En el pasillo, paseé nervioso de un lado a otro como hacen en las películas los padres que esperan que su mujer dé a luz. A la media hora o así, apareció el ginecólogo, que me dedicó una gran sonrisa. Me fijé en que llevaba en el bolsillo de arriba un cigarro puro, sin duda destinado a los futuros padres. Solo me dijo: «Ya está a punto».

A los pocos minutos llegó otro médico que yo no conocía. Se limitó a hacerme una ligera inclinación de cabeza y entró en la habitación de Christina. Me sentía como el acusado que espera el veredicto del jurado en el banquillo.

Habrían pasado por lo menos otros quince minutos cuando vi llegar por el pasillo a tres internos jóvenes arrastrando el equipo. Entraron en la habitación casi sin mirarme.

Oí los gritos y luego, súbitamente, el llanto quejumbroso de un recién nacido. Di las gracias a mi Dios y al de ella. Recuerdo que cuando el médico salió de la habitación me fijé en que el cigarro puro había desaparecido.

«Es una niña», dijo tranquilamente. Yo estaba contentísimo.
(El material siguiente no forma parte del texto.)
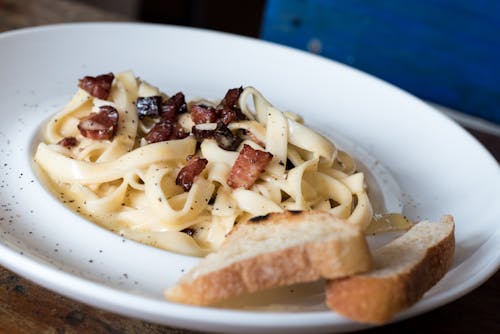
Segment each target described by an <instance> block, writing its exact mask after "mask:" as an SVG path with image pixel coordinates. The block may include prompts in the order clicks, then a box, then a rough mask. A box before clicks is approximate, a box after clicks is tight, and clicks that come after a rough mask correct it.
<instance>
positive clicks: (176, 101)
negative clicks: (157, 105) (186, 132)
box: [161, 92, 187, 122]
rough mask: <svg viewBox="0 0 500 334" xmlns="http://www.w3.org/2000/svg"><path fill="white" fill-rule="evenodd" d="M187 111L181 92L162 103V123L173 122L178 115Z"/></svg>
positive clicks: (170, 97)
mask: <svg viewBox="0 0 500 334" xmlns="http://www.w3.org/2000/svg"><path fill="white" fill-rule="evenodd" d="M186 110H187V106H186V100H185V98H184V94H182V93H181V92H179V93H177V94H175V95H173V96H171V97H170V98H169V99H168V100H167V101H165V102H164V103H163V106H162V111H161V113H162V115H161V119H162V120H164V121H172V122H175V121H176V120H177V116H178V115H179V114H182V113H185V112H186Z"/></svg>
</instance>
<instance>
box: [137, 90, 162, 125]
mask: <svg viewBox="0 0 500 334" xmlns="http://www.w3.org/2000/svg"><path fill="white" fill-rule="evenodd" d="M135 106H136V108H137V115H138V116H139V118H140V119H143V118H144V117H146V116H147V117H158V116H160V113H161V109H162V104H161V96H148V97H138V98H137V102H136V104H135Z"/></svg>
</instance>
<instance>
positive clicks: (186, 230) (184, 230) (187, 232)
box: [181, 227, 196, 237]
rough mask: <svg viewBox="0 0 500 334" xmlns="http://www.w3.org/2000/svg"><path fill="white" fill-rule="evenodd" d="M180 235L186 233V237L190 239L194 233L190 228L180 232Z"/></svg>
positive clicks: (183, 229) (192, 229)
mask: <svg viewBox="0 0 500 334" xmlns="http://www.w3.org/2000/svg"><path fill="white" fill-rule="evenodd" d="M181 232H182V233H186V234H187V235H189V236H190V237H192V236H194V235H195V233H196V231H195V230H194V229H192V228H189V227H188V228H185V229H183V230H181Z"/></svg>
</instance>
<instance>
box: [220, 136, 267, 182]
mask: <svg viewBox="0 0 500 334" xmlns="http://www.w3.org/2000/svg"><path fill="white" fill-rule="evenodd" d="M272 158H273V155H272V154H271V153H269V152H265V151H260V150H254V149H253V148H252V147H251V146H249V145H246V144H245V145H243V149H242V150H241V151H240V154H239V155H238V158H237V159H236V161H235V163H234V165H233V167H232V168H231V171H230V172H229V177H228V178H227V184H228V185H229V186H230V187H231V188H245V189H249V188H250V187H251V186H252V185H253V184H254V183H255V181H257V179H258V178H259V176H260V174H262V172H264V170H265V169H266V167H267V165H268V164H269V162H270V161H271V159H272Z"/></svg>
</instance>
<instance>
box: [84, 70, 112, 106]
mask: <svg viewBox="0 0 500 334" xmlns="http://www.w3.org/2000/svg"><path fill="white" fill-rule="evenodd" d="M114 78H115V76H114V74H113V73H108V74H101V75H98V76H96V77H90V76H86V77H83V78H82V79H80V80H79V81H78V87H80V88H81V89H83V90H85V91H86V92H87V93H89V94H90V95H92V96H94V97H97V98H98V99H101V100H107V99H108V97H109V93H110V92H111V84H112V83H113V79H114Z"/></svg>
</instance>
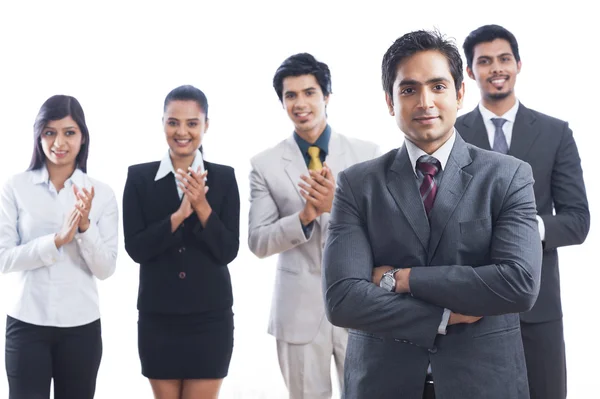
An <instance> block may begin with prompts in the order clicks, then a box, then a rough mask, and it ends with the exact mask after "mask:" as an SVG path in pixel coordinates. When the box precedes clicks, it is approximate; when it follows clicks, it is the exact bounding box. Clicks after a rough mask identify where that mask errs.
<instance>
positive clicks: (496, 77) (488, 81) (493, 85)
mask: <svg viewBox="0 0 600 399" xmlns="http://www.w3.org/2000/svg"><path fill="white" fill-rule="evenodd" d="M507 81H508V76H496V77H493V78H490V79H488V82H490V83H491V84H492V86H494V87H495V88H497V89H501V88H502V87H504V83H506V82H507Z"/></svg>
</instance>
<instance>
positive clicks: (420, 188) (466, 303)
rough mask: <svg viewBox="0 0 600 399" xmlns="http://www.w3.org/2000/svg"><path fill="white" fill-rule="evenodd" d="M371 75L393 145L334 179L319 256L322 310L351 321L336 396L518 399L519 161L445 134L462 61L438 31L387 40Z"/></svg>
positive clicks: (525, 224) (520, 242) (526, 184)
mask: <svg viewBox="0 0 600 399" xmlns="http://www.w3.org/2000/svg"><path fill="white" fill-rule="evenodd" d="M382 76H383V87H384V90H385V95H386V101H387V105H388V109H389V112H390V114H391V115H392V116H394V117H395V119H396V123H397V125H398V127H399V128H400V130H401V131H402V132H403V133H404V136H405V140H404V145H403V146H402V147H401V148H399V149H397V150H393V151H391V152H389V153H387V154H385V155H383V156H382V157H380V158H377V159H375V160H371V161H368V162H364V163H361V164H358V165H355V166H353V167H350V168H348V169H347V170H346V171H344V172H342V173H340V174H339V176H338V187H337V191H336V195H335V199H334V204H333V210H332V213H331V219H330V224H329V234H328V238H327V243H326V247H325V253H324V256H323V268H324V270H323V275H324V282H323V283H324V294H325V301H326V302H325V305H326V309H327V316H328V318H329V320H330V321H331V322H332V323H333V324H334V325H337V326H341V327H347V328H350V329H351V330H350V334H349V339H348V347H347V353H346V362H345V378H344V387H345V388H344V393H345V398H346V399H362V398H378V399H388V398H389V399H399V398H402V399H420V398H434V397H436V396H437V398H438V399H471V398H485V399H526V398H529V392H528V387H527V376H526V370H525V359H524V354H523V346H522V343H521V337H520V332H519V316H518V314H517V313H518V312H522V311H525V310H528V309H530V308H531V307H532V306H533V303H534V302H535V299H536V297H537V295H538V289H539V281H540V269H541V259H542V248H541V243H540V237H539V233H538V229H537V221H536V218H535V215H536V212H535V199H534V193H533V177H532V173H531V167H530V166H529V165H528V164H527V163H525V162H522V161H519V160H517V159H515V158H512V157H508V156H505V155H501V154H497V153H494V152H490V151H485V150H482V149H479V148H477V147H475V146H472V145H469V144H467V143H465V142H464V141H463V139H462V138H461V137H460V135H459V134H458V133H457V132H456V131H455V130H454V123H455V121H456V114H457V111H458V109H459V108H460V107H461V104H462V100H463V95H464V83H463V76H462V61H461V58H460V54H459V52H458V49H457V48H456V46H455V45H454V44H453V43H452V42H450V41H448V40H446V39H445V38H444V36H442V35H441V34H440V33H438V32H427V31H416V32H412V33H408V34H406V35H404V36H402V37H401V38H399V39H398V40H396V41H395V42H394V44H393V45H392V46H391V47H390V48H389V49H388V51H387V52H386V54H385V55H384V57H383V63H382ZM382 274H383V276H382ZM373 282H374V283H375V284H373Z"/></svg>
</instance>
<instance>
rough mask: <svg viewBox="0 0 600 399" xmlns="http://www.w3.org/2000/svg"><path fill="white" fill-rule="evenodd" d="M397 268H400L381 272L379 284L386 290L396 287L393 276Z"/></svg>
mask: <svg viewBox="0 0 600 399" xmlns="http://www.w3.org/2000/svg"><path fill="white" fill-rule="evenodd" d="M398 270H400V268H397V269H392V270H388V271H387V272H385V273H383V276H382V277H381V281H380V282H379V286H380V287H381V288H383V289H384V290H386V291H389V292H394V290H395V289H396V279H395V278H394V274H396V272H397V271H398Z"/></svg>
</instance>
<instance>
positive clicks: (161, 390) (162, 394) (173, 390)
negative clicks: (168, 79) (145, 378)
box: [150, 379, 183, 399]
mask: <svg viewBox="0 0 600 399" xmlns="http://www.w3.org/2000/svg"><path fill="white" fill-rule="evenodd" d="M150 385H151V386H152V392H154V399H181V391H182V389H183V381H181V380H152V379H151V380H150Z"/></svg>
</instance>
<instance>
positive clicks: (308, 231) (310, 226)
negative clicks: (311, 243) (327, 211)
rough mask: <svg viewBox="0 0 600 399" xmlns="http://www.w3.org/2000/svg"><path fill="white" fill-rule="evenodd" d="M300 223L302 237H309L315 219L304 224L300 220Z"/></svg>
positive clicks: (313, 225) (310, 234)
mask: <svg viewBox="0 0 600 399" xmlns="http://www.w3.org/2000/svg"><path fill="white" fill-rule="evenodd" d="M300 224H301V225H302V231H303V232H304V237H306V238H310V235H311V233H312V229H313V226H314V225H315V221H314V220H313V221H312V222H310V223H309V224H307V225H306V226H305V225H303V224H302V222H300Z"/></svg>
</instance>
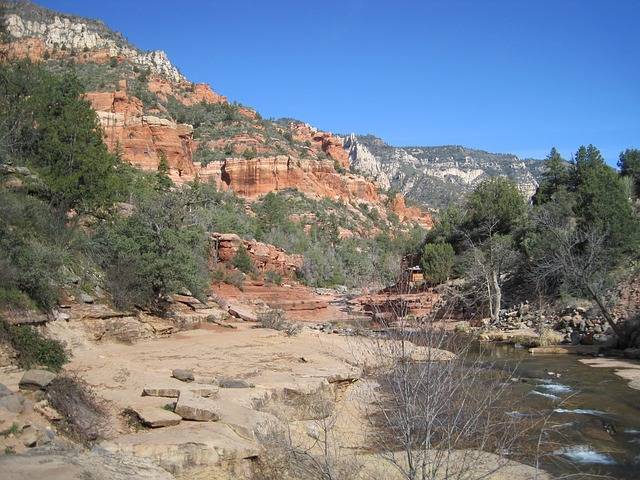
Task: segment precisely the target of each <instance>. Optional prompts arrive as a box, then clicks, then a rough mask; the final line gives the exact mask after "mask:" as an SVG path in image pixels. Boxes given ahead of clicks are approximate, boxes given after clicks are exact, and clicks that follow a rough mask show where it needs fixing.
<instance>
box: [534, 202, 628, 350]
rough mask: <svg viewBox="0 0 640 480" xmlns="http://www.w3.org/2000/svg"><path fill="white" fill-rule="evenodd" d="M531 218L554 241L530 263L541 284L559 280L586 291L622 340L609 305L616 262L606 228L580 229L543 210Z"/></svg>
mask: <svg viewBox="0 0 640 480" xmlns="http://www.w3.org/2000/svg"><path fill="white" fill-rule="evenodd" d="M534 222H535V225H536V226H537V228H538V229H539V230H540V231H541V232H543V233H545V234H547V235H548V237H549V238H550V239H552V242H553V244H552V245H550V246H549V248H547V249H546V251H545V254H544V255H542V256H541V257H539V258H537V259H536V261H535V263H534V265H532V273H533V276H534V277H535V278H536V281H537V282H539V283H541V284H557V283H562V284H564V285H565V286H566V287H569V288H571V289H574V290H577V291H578V292H580V293H582V294H584V295H587V296H588V297H589V298H591V299H592V300H593V301H594V302H595V304H596V305H597V306H598V308H599V310H600V312H601V313H602V315H603V317H604V318H605V320H606V321H607V323H608V324H609V326H610V327H611V329H612V330H613V331H614V332H615V333H616V335H617V336H618V338H619V340H621V341H623V340H624V331H623V329H622V327H621V325H620V324H618V323H616V321H615V320H614V318H613V316H612V314H611V308H610V305H609V304H610V303H611V301H612V298H611V289H610V288H609V287H610V280H611V274H612V271H613V269H614V267H615V265H614V263H613V261H612V256H611V253H610V252H608V251H607V246H606V239H607V235H606V232H602V231H600V230H597V229H589V230H580V229H578V228H576V227H575V226H573V225H571V224H567V223H566V222H561V221H559V220H558V219H557V218H555V217H554V216H553V215H552V214H550V213H549V212H547V211H544V210H543V211H541V212H539V213H538V214H537V215H536V216H534Z"/></svg>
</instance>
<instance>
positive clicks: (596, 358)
mask: <svg viewBox="0 0 640 480" xmlns="http://www.w3.org/2000/svg"><path fill="white" fill-rule="evenodd" d="M580 361H581V362H582V363H584V364H585V365H589V366H590V367H596V368H613V369H614V371H613V373H615V374H616V375H618V376H619V377H621V378H624V379H625V380H627V381H628V382H629V387H630V388H634V389H636V390H640V362H637V361H634V360H622V359H617V358H602V357H600V358H583V359H580Z"/></svg>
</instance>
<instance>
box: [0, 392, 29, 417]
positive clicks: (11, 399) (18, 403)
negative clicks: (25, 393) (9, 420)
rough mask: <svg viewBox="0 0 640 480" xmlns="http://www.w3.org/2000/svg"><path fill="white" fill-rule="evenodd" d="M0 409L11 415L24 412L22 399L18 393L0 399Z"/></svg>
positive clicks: (23, 400) (23, 399)
mask: <svg viewBox="0 0 640 480" xmlns="http://www.w3.org/2000/svg"><path fill="white" fill-rule="evenodd" d="M0 408H1V409H4V410H7V411H8V412H11V413H22V411H23V410H24V397H23V396H22V395H20V394H19V393H12V394H11V395H7V396H5V397H2V398H0Z"/></svg>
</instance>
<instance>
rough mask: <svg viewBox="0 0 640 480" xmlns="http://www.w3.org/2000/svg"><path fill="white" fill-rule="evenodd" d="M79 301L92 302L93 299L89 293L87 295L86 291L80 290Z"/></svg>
mask: <svg viewBox="0 0 640 480" xmlns="http://www.w3.org/2000/svg"><path fill="white" fill-rule="evenodd" d="M80 301H81V302H82V303H93V302H94V301H95V300H94V298H93V297H92V296H91V295H89V294H87V293H84V292H81V293H80Z"/></svg>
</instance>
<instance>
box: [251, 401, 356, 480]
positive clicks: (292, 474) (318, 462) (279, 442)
mask: <svg viewBox="0 0 640 480" xmlns="http://www.w3.org/2000/svg"><path fill="white" fill-rule="evenodd" d="M288 406H289V408H288V409H285V410H284V411H283V410H277V409H276V410H270V412H271V413H273V414H275V415H276V416H277V417H279V418H280V420H281V421H282V423H281V424H280V425H279V426H276V425H274V426H272V428H271V429H269V430H268V431H266V432H265V433H264V434H263V435H261V436H259V440H260V442H261V444H262V445H263V447H265V450H267V451H268V452H269V453H268V456H267V458H266V459H262V460H261V461H260V463H259V464H258V465H256V468H255V469H254V476H253V478H255V479H256V480H274V479H278V480H285V479H305V480H306V479H308V480H350V479H353V478H356V477H357V475H358V472H359V470H360V463H359V462H358V461H357V460H356V458H355V457H354V456H353V455H352V454H350V453H347V452H346V451H345V449H344V448H343V447H342V445H341V442H340V440H339V439H338V438H337V434H336V418H337V414H336V410H335V399H334V398H332V394H331V392H323V393H319V394H310V395H299V396H297V397H296V398H295V399H293V402H292V401H291V400H290V401H289V402H288ZM292 417H294V418H299V417H302V418H313V419H314V420H313V421H312V422H311V424H310V425H309V426H308V428H307V431H306V432H305V433H304V434H303V435H296V432H295V431H294V429H293V428H292V424H291V421H292V420H293V418H292Z"/></svg>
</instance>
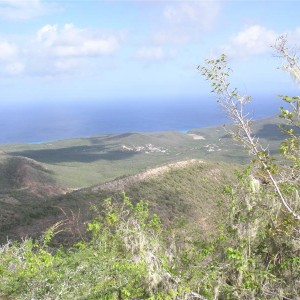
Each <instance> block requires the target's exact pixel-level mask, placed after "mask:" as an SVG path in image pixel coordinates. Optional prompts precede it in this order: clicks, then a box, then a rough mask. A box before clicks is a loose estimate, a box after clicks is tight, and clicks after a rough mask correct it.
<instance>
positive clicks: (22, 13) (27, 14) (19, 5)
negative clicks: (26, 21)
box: [0, 0, 49, 20]
mask: <svg viewBox="0 0 300 300" xmlns="http://www.w3.org/2000/svg"><path fill="white" fill-rule="evenodd" d="M48 8H49V6H46V5H45V4H43V3H42V2H41V1H40V0H1V1H0V18H2V19H7V20H28V19H31V18H34V17H37V16H41V15H43V14H45V13H46V11H47V10H48Z"/></svg>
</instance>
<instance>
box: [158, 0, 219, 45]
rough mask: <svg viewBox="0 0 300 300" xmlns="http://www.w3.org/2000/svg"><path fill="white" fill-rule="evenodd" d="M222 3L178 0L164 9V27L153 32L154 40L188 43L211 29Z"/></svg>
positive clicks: (170, 4)
mask: <svg viewBox="0 0 300 300" xmlns="http://www.w3.org/2000/svg"><path fill="white" fill-rule="evenodd" d="M219 12H220V5H219V3H217V2H215V1H187V0H186V1H178V2H174V3H172V4H169V5H167V6H165V7H164V9H163V19H164V20H165V22H166V24H165V26H163V27H164V28H162V29H160V30H157V32H156V33H155V34H153V41H154V43H156V44H159V45H162V44H166V43H186V42H188V41H190V40H192V39H198V38H199V36H200V35H201V34H202V33H203V32H204V31H207V30H210V29H211V28H212V27H213V25H214V24H215V21H216V19H217V17H218V15H219Z"/></svg>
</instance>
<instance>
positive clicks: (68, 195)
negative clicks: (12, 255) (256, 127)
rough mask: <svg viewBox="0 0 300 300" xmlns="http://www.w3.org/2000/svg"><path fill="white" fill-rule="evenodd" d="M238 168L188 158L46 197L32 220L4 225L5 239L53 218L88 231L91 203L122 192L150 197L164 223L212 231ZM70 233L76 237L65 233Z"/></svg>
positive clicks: (156, 212) (73, 227) (98, 203)
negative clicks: (76, 189) (118, 177)
mask: <svg viewBox="0 0 300 300" xmlns="http://www.w3.org/2000/svg"><path fill="white" fill-rule="evenodd" d="M234 170H235V167H234V166H232V165H229V164H225V163H212V162H204V161H199V160H190V161H184V162H179V163H176V164H169V165H166V166H163V167H159V168H155V169H151V170H148V171H146V172H143V173H140V174H137V175H135V176H130V177H125V178H122V179H118V180H115V181H112V182H109V183H106V184H102V185H98V186H93V187H90V188H85V189H81V190H78V191H74V192H70V193H68V194H66V195H60V196H57V197H52V198H49V199H48V200H47V201H43V202H42V203H41V205H39V210H38V211H37V210H36V209H35V211H36V213H35V214H34V213H31V215H30V219H28V218H27V219H26V220H18V222H17V223H16V224H15V226H12V225H11V226H10V227H9V228H8V227H5V226H3V227H2V230H1V233H2V237H1V239H2V241H3V239H6V237H7V236H9V237H19V238H20V237H21V236H22V235H23V234H24V233H26V234H29V235H31V236H32V235H38V234H40V233H41V232H42V231H43V230H45V229H47V228H48V227H49V226H51V225H52V224H54V223H55V222H58V221H61V220H67V219H68V220H67V222H66V227H67V226H73V228H72V230H73V233H74V231H77V230H78V229H79V230H81V231H84V226H83V223H84V222H85V221H86V220H89V219H91V218H93V212H92V211H91V206H93V205H97V206H99V205H100V206H101V205H102V203H103V201H104V200H105V199H106V198H108V197H111V198H112V199H113V200H114V201H120V200H121V199H122V192H123V191H125V192H126V194H127V195H128V196H129V197H130V199H131V200H132V201H133V202H137V201H139V200H141V199H143V200H147V201H149V205H150V208H151V211H153V212H156V213H157V214H158V215H159V216H160V217H161V218H162V220H163V222H164V224H165V225H171V224H173V223H174V221H175V220H177V221H178V222H179V221H181V222H183V223H185V224H187V226H189V224H192V226H195V224H196V226H197V227H198V229H199V230H201V231H203V232H204V233H205V234H209V232H210V231H211V230H213V229H214V228H216V226H217V223H218V214H219V213H220V210H221V209H222V206H220V202H219V200H222V199H223V195H222V191H223V188H224V185H225V184H226V183H228V182H229V180H232V179H233V178H234ZM212 195H213V196H212ZM32 205H34V203H33V204H32ZM29 209H31V208H29ZM38 212H39V213H40V214H39V213H38ZM23 213H24V211H23ZM27 213H28V212H27ZM71 223H72V224H71ZM75 223H76V224H75ZM75 225H76V226H77V228H74V226H75ZM6 228H7V230H5V229H6ZM66 236H67V238H74V237H73V236H72V237H71V236H70V235H69V234H66V233H65V234H64V238H66Z"/></svg>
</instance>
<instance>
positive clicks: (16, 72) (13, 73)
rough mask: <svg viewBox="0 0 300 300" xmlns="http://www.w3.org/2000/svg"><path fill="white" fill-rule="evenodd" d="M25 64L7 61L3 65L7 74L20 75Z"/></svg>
mask: <svg viewBox="0 0 300 300" xmlns="http://www.w3.org/2000/svg"><path fill="white" fill-rule="evenodd" d="M24 70H25V66H24V65H23V64H22V63H20V62H13V63H9V64H7V65H6V66H5V71H6V72H7V73H8V74H9V75H20V74H22V73H23V72H24Z"/></svg>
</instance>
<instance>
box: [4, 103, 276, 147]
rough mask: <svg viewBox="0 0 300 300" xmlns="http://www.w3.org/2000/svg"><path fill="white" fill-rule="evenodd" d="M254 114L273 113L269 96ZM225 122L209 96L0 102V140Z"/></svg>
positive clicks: (151, 131)
mask: <svg viewBox="0 0 300 300" xmlns="http://www.w3.org/2000/svg"><path fill="white" fill-rule="evenodd" d="M251 110H253V111H254V112H255V113H254V117H255V118H261V117H265V116H270V115H274V114H276V113H277V112H278V106H277V105H274V104H272V103H271V102H270V101H268V100H265V99H264V101H260V102H258V103H257V104H255V103H254V105H253V108H251ZM225 122H227V119H226V115H225V114H224V112H223V111H222V109H220V108H219V106H218V105H217V104H216V102H215V101H207V100H205V99H190V98H187V99H175V100H174V99H162V100H152V101H150V100H135V101H130V100H118V101H117V100H115V101H95V100H94V101H81V102H79V101H74V102H72V101H67V102H63V103H59V102H53V103H51V102H47V103H43V102H42V101H40V102H35V103H23V104H22V103H19V104H11V105H9V104H3V103H2V104H0V143H20V142H22V143H39V142H47V141H53V140H61V139H67V138H75V137H88V136H95V135H100V134H107V133H124V132H157V131H165V130H177V131H188V130H190V129H193V128H201V127H211V126H215V125H221V124H224V123H225Z"/></svg>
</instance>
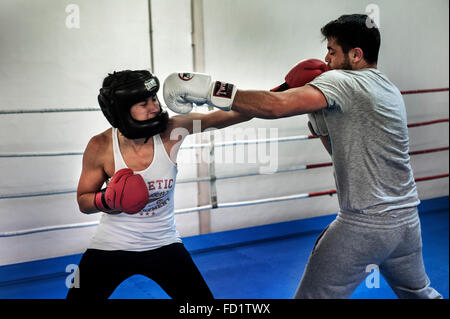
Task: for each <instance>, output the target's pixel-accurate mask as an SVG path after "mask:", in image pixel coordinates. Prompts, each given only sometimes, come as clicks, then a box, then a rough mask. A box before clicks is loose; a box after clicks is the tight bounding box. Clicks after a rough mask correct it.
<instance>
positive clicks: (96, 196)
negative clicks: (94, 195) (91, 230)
mask: <svg viewBox="0 0 450 319" xmlns="http://www.w3.org/2000/svg"><path fill="white" fill-rule="evenodd" d="M94 203H95V207H97V209H98V210H100V211H103V212H112V211H121V212H124V213H127V214H135V213H137V212H139V211H141V210H142V209H143V208H144V207H145V205H147V203H148V189H147V185H146V184H145V181H144V179H143V178H142V176H141V175H139V174H134V173H133V171H132V170H131V169H129V168H124V169H121V170H118V171H117V172H116V173H115V174H114V176H113V177H112V179H111V181H110V182H109V184H108V186H107V187H106V188H104V189H102V190H101V191H99V192H97V193H95V199H94Z"/></svg>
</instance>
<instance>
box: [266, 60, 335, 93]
mask: <svg viewBox="0 0 450 319" xmlns="http://www.w3.org/2000/svg"><path fill="white" fill-rule="evenodd" d="M326 71H328V66H327V64H326V63H325V62H322V61H321V60H318V59H309V60H303V61H300V62H299V63H297V65H296V66H294V67H293V68H292V69H291V70H290V71H289V73H288V74H287V75H286V77H285V78H284V80H285V82H284V83H283V84H281V85H279V86H277V87H275V88H273V89H272V90H271V91H272V92H281V91H286V90H288V89H292V88H296V87H301V86H304V85H305V84H307V83H309V82H311V81H312V80H314V78H316V77H317V76H319V75H321V74H322V73H323V72H326Z"/></svg>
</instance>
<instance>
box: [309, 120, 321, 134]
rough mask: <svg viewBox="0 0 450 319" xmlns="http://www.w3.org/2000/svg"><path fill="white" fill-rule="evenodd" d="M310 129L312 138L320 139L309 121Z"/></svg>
mask: <svg viewBox="0 0 450 319" xmlns="http://www.w3.org/2000/svg"><path fill="white" fill-rule="evenodd" d="M308 128H309V131H310V132H311V135H312V136H314V137H319V135H317V133H316V131H314V128H313V126H312V124H311V122H310V121H308Z"/></svg>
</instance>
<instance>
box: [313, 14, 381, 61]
mask: <svg viewBox="0 0 450 319" xmlns="http://www.w3.org/2000/svg"><path fill="white" fill-rule="evenodd" d="M320 31H321V32H322V35H323V36H324V37H325V38H326V39H331V38H332V39H335V40H336V42H337V44H339V45H340V46H341V47H342V51H343V52H344V53H345V54H346V53H348V51H350V50H351V49H354V48H357V47H359V48H361V49H362V51H363V52H364V59H365V60H366V61H367V62H368V63H377V62H378V52H379V51H380V44H381V36H380V31H379V30H378V27H377V26H376V25H375V23H374V21H373V20H372V19H371V18H370V17H369V16H368V15H366V14H349V15H343V16H340V17H339V18H338V19H337V20H333V21H331V22H329V23H328V24H327V25H325V26H324V27H323V28H322V29H321V30H320Z"/></svg>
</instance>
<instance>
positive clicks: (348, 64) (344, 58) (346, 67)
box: [331, 54, 352, 70]
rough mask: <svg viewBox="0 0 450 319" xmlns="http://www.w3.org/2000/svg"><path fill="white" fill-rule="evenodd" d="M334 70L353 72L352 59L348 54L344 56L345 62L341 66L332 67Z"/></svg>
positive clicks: (342, 62) (339, 64) (344, 61)
mask: <svg viewBox="0 0 450 319" xmlns="http://www.w3.org/2000/svg"><path fill="white" fill-rule="evenodd" d="M331 69H334V70H352V65H351V64H350V59H349V57H348V55H347V54H345V55H344V62H342V63H341V64H339V65H337V66H335V67H331Z"/></svg>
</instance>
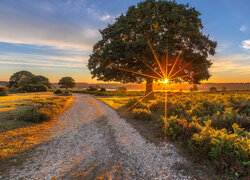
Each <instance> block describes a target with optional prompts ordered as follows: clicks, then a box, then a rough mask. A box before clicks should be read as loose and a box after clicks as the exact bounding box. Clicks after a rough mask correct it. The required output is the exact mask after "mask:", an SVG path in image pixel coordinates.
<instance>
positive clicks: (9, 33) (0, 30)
mask: <svg viewBox="0 0 250 180" xmlns="http://www.w3.org/2000/svg"><path fill="white" fill-rule="evenodd" d="M0 27H4V28H0V42H6V43H17V44H33V45H40V46H43V45H45V46H52V47H54V48H59V49H60V48H76V49H83V50H91V49H92V46H93V44H94V43H95V42H96V41H97V40H98V39H99V38H100V35H99V32H98V30H97V29H91V28H80V27H72V26H68V25H64V24H52V23H47V22H42V21H40V22H39V21H37V22H34V21H29V23H26V22H25V21H23V20H20V19H18V18H16V20H13V19H6V20H1V21H0Z"/></svg>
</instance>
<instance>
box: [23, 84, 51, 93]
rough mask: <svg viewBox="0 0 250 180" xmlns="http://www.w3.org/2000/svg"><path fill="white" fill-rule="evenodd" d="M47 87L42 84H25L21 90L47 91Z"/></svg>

De pronto pensé: «No habrá que repintar la habitación, de momento».

«¿Puedo ver ya a Christina?», le pregunté.

Me agarró entonces del brazo y me hizo acompañarle a su despacho.

«¿Quiere sentarse, por favor? —me dijo—. Lamento tener que darle malas noticias».

«Ella está bien, ¿verdad?».

«Lo siento, siento muchísimo tener que decirle que su esposa ha muerto».

Al principio no lo creía, me negaba a creerlo. ¿Por qué? ¿Por qué? Deseaba gritar.

«Nosotros ya se lo habíamos advertido», añadió.

«¿Advertido? Advertido ¿qué?».

«Qué su tensión arterial tal vez no resistiera un segundo parto».

Christina nunca me había dicho lo que me explicó entonces el médico: que el nacimiento de nuestro primer hijo había sido muy complicado y que los médicos le aconsejaron que no tuviera ninguno más.

«Pero ¿por qué no me lo diría?», quise saber. Y entonces lo comprendí. Lo había arriesgado todo por mí (un hombre estúpido, insensato y egoísta), y yo había acabado matando a la única persona que amaba.

Me permitieron abrazar a Deborah antes de ponerla en la incubadora. Me dijeron que no estaría fuera de peligro antes de veinticuatro horas.

Nunca sabrás lo que significó para mí que fueras al hospital, padre. Los padres de Christina llegaron luego, aquella misma noche. Se portaron muy bien. Me pidieron que les perdonara (me lo suplicaron). Él no dejaba de repetir que aquello nunca hubiera ocurrido si él no hubiera sido tan estúpido y no hubiera tenido tantos prejuicios.

Su esposa me apretó la mano y me preguntó si se le permitiría ver a Deborah de vez en cuando. Como es lógico, le dije que sí. Se marcharon poco antes de medianoche. Yo me quedé allí las veinticuatro horas siguientes, sentado, paseando, dormitando, hasta que me dijeron que mi hija estaba fuera de peligro. Me informaron de que debía quedarse en el hospital unos días, pero que ya estaba tomando el biberón.

El padre de Christina se ocupó amablemente de los preparativos del funeral.

Te preguntarías por qué no aparecí y te debo una explicación. Pensé que podría pasar por el hospital de camino hacia el funeral y estar unos minutos con Deborah. Ya le había transferido todo mi cariño.

El médico no podía hablar. Hacía falta un gran valor para decirme que el corazón de mi hijita había dejado de latir pocos minutos antes de que llegara yo. Hasta el médico jefe lloraba. Cuando salí del hospital, los pasillos estaban vacíos.

Quiero que sepas que te amo con toda mi alma, padre, pero que no deseo pasar el resto de mi vida sin Christina y sin Deborah.

Solamente pido que me entierren junto a mi esposa y mi hija y que se me recuerde como su marido y su padre. La gente irreflexiva sabrá así de nuestro amor. Y cuando termines de leer esta carta, recuerda únicamente que fui tan feliz cuando estaba con ella que la muerte no me da ningún miedo.

Tu hijo,

BENJAMÍN

El anciano rabino dejó la carta en la mesa. La leía todos los días desde hacía diez años.